Kimberly mulai sadar dan mengedarkan pandangan ke segala arah. Tatapannya kini tertuju pada pria asing yang duduk di hadapannya. Ia terkejut setengah mati. 

"Ka-kau! Kenapa kau ada di sini?" tanya Kimberly tergagap. Sumpah demi apa pun ia tak pernah menyangka akan duduk berhadapan dengan pria menyebalkan ini. 

"Kau melamunkan siapa, Nona? Kalau kau melamunkan aku tak perlu susah-susah, karena sekarang ada aku di depanmu. Aku nyata di hadapanmu saat ini. Kau boleh melakukan apa pun padaku," goda Bryan sambil mengerlingkan sebelah matanya. 

Kimberly mundur ke belakang hingga tanpa sadar punggungnya terantuk sandaran kursi. 

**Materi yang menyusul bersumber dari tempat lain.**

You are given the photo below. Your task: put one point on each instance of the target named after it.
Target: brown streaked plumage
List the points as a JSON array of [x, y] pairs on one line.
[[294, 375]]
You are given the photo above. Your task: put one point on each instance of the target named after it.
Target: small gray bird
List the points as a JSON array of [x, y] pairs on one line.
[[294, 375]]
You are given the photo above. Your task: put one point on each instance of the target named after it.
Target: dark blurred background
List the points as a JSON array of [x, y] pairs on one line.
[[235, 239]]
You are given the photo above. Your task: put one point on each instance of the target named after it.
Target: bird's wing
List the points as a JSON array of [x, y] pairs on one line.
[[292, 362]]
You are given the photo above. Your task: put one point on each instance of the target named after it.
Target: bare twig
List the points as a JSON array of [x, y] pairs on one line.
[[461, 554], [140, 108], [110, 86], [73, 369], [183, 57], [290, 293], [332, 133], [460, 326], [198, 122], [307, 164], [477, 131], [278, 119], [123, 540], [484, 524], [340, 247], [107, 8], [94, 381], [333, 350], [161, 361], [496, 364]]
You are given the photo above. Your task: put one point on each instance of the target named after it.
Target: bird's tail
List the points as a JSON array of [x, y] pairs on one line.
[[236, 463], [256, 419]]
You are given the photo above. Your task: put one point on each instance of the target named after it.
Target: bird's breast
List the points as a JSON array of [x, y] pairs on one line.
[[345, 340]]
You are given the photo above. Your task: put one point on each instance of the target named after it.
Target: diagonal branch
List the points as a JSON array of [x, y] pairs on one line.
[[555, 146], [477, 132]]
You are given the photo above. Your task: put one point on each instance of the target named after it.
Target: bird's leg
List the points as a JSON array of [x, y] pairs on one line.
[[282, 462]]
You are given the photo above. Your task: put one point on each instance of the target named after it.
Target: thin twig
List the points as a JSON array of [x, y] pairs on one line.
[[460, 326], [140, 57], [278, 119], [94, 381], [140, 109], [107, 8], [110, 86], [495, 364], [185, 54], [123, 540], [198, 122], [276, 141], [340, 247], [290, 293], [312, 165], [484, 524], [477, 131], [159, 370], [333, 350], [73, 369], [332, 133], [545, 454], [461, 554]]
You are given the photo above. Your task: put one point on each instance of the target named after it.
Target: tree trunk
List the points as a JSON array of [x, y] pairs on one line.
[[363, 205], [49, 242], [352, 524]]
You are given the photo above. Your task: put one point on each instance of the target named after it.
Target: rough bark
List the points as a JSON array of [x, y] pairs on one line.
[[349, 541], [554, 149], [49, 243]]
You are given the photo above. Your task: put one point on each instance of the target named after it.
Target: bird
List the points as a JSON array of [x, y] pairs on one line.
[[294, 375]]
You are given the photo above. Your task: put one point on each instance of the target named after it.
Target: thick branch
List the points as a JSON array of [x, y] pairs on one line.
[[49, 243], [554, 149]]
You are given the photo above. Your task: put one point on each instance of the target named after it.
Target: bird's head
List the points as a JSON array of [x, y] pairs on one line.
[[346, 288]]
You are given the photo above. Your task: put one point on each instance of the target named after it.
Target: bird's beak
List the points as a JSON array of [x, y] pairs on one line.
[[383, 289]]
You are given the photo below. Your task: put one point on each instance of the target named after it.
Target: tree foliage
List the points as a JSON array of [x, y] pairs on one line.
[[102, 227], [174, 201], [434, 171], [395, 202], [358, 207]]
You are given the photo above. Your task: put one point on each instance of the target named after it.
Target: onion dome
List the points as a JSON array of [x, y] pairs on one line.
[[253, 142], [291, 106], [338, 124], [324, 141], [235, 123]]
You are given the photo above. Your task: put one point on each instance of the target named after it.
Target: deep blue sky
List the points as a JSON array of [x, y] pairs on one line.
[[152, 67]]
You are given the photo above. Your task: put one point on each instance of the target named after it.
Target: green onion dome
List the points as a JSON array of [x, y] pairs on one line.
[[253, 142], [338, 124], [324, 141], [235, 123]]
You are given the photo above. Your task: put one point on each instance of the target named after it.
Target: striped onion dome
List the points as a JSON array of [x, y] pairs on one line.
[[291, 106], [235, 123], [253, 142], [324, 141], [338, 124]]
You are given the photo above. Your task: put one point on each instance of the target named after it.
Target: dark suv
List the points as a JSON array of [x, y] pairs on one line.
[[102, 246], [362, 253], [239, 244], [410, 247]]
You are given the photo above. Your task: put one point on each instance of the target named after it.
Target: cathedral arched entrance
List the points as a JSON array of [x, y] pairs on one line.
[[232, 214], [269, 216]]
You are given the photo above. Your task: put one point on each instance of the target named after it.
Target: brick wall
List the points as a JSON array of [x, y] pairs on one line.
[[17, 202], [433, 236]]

"Aw!" pekik Kimberly menahan rasa nyeri yang mengenai punggungnya. Dress tipis yang membalut tubuh tak sepenuhnya melindungi dirinya. Tetap saja terasa sakit. Merasa sebal, tatapannya terarah pada pria yang amat percaya diri di dekatnya. 

"Kau lucu sekali, Nona! Tenang saja, aku sangat suka melihatmu seperti ini. Tampak menggemaskan di mataku. Apakah kau sedang berusaha menggodaku?" 

"Ka-Kau! Bisakah kau pergi dari hadapanku!" usir Kimberly yang membuat Bryan terkekeh geli. 

"Kimmy!" pekik Jenica sambil berlari kecil membawa dua cawan berisi kudapan manis di kedua tangannya. Senyumnya sumringah tampak jelas di wajahnya membuat Kimberly memicingkan mata. 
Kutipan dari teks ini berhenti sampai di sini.